Davidson entered its regular-season finale at Georgia Southern sitting at 19–0 in Southern Conference play. The task was to win on the road, finish perfect, and claim the league’s regular-season championship. Steph Curry made sure there was no suspense.
The box score told the story of Curry’s brilliance: 35 points in just 26 minutes, on 13-of-17 shooting and 7-of-9 from beyond the arc, as he turned the final night of conference play into a personal highlight reel. Behind that performance, the Wildcats pulled away for an 89–69 victory, completing a 20–0 Southern Conference season and putting an emphatic period on the regular season.
That performance mirrored the standard Curry set throughout 2007–08, when he averaged 25.9 points, 4.6 rebounds, and 2.9 assists per game while reshaping how the Southern Conference defended the perimeter. He finished his career as the league’s all-time leading scorer with 2,635 points, holds the SoCon career record for made three-pointers (414), and set an NCAA single-season record with 162 triples in 2008. Curry was also a two-time SoCon Player of the Year and the league’s Freshman of the Year in 2007
From SoCon Perfection to National Stage

That perfect conference season rolled straight into March Madness. Davidson became the tournament’s perfect Cinderella story, knocking off Gonzaga, Georgetown, and Wisconsin before falling 59–57 to Kansas, the eventual national champion.
“That was Steph Curry’s coming-out party,” teammate Jason Richards told Mike Lopresti of NCAA.com. “People around the basketball world knew how good Steph was, but that put him on the map, because everyone watches the NCAA Tournament.

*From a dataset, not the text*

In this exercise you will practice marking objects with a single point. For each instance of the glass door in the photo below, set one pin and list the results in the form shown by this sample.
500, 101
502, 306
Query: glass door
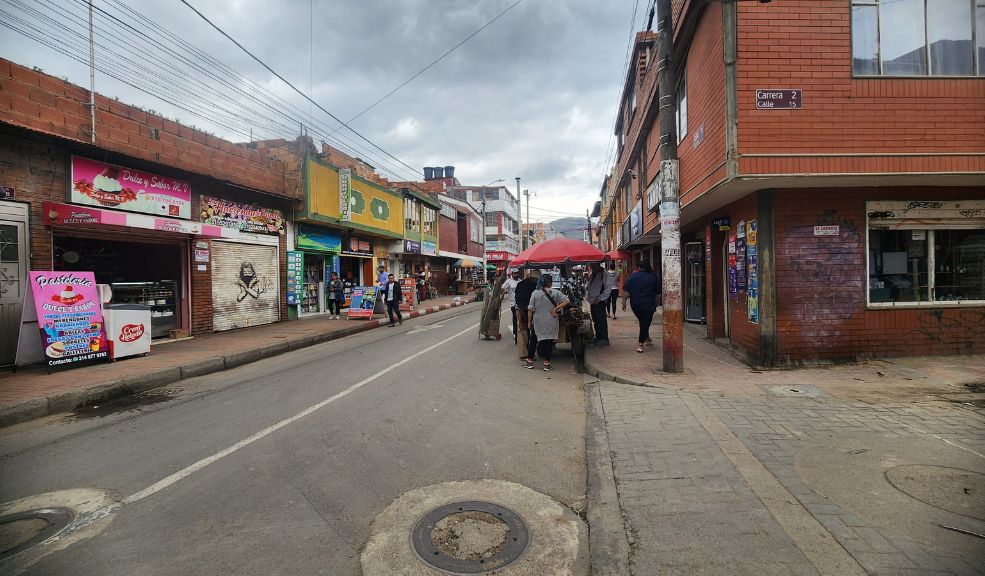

We became the darlings of that year, with Steph being our guy, our leader. He took the nation by storm and ran with it.
“In 2008, when you think about it, Facebook had just started,” Richards said. “There was no Twitter, no Instagram, no Snapchat. Social media wasn’t a big thing. So the fact that Steph took the nation by storm, it was through newspaper articles, people texting, people calling and leaving voice messages, sending emails. That sounds ancient, but people started getting noticed because we were everywhere. We were on TV. We were in the paper. I can only imagine what it would be like if we had social media back then.”
The Point After
Curry returned to Davidson the following season and led the nation in scoring, but the Wildcats could not recapture the same electricity. His career ended with an NIT second-round loss at Saint Mary’s, yet March 1, 2008 lives on in a league that watched something special take shape in real time.
That night at Georgia Southern served as the punctuation mark on a perfect Southern Conference season — a reminder that before the NBA titles and MVPs, before the world learned to expect the unexpected, greatness was already announcing itself, one shot at a time.